What is the difference between Transparent and Forward proxy mode?
The goal of a proxy is to be the middle man (proxy) between HTTP clients and HTTP servers. This specifically means that the Cisco Web Security Appliance (WSA), as a web proxy, will have two sets of TCP sockets per client request:
Client -> WSA WSA -> Origin server
How the WSA HTTP proxy obtains the client's request can be defined as one of two ways: Transparently or Explicitly.
Each of these deployments have several specific configuration options:
Layer 4 Switch (PBR)
A Layer 4 switch is used to redirect based on destination port 80
A WCCP v2 enabled device (typically a router, switch, PIX, or ASA) redirects port 80
Dual NICs, virtually paired.
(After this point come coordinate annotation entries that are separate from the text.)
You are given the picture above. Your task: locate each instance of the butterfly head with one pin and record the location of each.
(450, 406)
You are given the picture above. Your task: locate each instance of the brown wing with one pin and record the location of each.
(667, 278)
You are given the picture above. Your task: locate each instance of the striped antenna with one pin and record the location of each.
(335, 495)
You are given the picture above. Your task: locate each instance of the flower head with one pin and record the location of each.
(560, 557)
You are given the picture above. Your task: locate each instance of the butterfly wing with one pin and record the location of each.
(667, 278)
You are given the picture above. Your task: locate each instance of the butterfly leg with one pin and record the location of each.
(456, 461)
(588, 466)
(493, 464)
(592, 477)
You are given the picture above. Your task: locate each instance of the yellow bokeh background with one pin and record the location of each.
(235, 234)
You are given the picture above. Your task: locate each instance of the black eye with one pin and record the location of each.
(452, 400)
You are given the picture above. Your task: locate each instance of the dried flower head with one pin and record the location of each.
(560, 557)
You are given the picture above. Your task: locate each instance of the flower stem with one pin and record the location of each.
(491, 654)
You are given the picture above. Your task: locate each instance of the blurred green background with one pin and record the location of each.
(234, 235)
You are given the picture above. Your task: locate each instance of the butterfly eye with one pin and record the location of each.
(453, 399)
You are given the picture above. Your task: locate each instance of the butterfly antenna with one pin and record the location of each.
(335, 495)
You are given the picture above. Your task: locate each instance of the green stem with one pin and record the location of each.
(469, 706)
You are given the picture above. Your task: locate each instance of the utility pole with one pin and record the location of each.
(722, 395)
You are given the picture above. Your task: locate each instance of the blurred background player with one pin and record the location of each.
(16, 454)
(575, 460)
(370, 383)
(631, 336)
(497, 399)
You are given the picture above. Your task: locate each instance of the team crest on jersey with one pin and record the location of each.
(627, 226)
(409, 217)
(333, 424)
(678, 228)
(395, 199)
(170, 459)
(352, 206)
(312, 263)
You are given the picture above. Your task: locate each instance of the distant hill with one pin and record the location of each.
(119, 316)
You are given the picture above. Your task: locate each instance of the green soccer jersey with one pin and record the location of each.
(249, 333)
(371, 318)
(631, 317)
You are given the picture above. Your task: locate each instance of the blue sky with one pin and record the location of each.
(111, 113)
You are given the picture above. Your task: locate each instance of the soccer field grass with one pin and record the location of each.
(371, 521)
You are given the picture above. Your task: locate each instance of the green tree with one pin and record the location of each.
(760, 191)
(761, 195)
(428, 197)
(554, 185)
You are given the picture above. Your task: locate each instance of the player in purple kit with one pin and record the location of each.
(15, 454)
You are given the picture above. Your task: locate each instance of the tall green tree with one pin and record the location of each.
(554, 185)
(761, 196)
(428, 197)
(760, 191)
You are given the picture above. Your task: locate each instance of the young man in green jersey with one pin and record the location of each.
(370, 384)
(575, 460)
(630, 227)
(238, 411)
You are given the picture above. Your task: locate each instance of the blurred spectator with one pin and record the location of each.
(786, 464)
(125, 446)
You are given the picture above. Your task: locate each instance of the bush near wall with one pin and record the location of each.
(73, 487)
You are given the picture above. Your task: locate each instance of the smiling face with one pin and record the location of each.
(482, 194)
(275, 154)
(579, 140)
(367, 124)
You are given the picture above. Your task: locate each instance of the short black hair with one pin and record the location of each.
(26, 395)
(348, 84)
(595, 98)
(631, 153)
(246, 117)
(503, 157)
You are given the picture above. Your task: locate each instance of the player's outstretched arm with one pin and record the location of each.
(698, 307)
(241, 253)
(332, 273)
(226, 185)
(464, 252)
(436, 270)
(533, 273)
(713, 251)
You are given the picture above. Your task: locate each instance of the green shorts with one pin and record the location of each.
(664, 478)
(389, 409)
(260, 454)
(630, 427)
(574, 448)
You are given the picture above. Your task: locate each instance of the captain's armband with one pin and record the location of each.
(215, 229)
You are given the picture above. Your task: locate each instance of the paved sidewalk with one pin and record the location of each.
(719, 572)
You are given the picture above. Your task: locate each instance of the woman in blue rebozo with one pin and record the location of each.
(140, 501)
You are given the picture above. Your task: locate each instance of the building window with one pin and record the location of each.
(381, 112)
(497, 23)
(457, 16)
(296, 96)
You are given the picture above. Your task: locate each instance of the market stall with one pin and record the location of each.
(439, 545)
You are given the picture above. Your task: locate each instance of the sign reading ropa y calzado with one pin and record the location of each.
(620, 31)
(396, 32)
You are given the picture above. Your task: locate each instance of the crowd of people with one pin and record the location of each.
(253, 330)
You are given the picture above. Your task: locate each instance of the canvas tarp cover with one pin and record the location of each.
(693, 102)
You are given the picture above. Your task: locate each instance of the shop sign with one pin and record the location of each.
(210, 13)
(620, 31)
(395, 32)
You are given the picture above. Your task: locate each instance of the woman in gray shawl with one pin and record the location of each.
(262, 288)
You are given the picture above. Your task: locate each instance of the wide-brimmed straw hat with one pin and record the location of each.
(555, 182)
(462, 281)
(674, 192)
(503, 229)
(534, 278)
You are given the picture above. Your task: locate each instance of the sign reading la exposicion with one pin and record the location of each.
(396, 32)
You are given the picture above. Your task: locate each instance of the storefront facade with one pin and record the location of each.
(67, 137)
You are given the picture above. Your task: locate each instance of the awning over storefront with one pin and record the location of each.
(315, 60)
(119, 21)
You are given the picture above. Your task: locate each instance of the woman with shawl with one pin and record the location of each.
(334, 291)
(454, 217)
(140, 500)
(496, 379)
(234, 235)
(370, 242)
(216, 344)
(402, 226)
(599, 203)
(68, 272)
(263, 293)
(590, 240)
Traffic goes in one NIC and out the other (not available)
Client browser is explicitly configured to use a proxy
.PAC file configured
Client browser is explicitly configured to us a .PAC file, which in turn, references the proxy
The WSA can use all of these deployments except for bridged mode. This is expected to be available in the near future.
When requests are being redirected to the WSA transparently, the WSA must pretend to be the OCS (origin content server), since the client is unaware of the existence of a proxy. On the contrary, if a request is explicitly sent to the WSA, the WSA will respond with it's own IP information.
There are a few differences between explicit and transparent client HTTP requests:
1. An explicit request has a destination IP address of the configured proxy. A transparent request has a destination IP address of the intended web server (DNS resolved by the client).
2. The URI for a transparent request does not contain the protocol with the host:
GET / HTTP/1.1
GET http://www.google.com/ HTTP/1.1
Both will contain an HTTP Host header that specifies the DNS host.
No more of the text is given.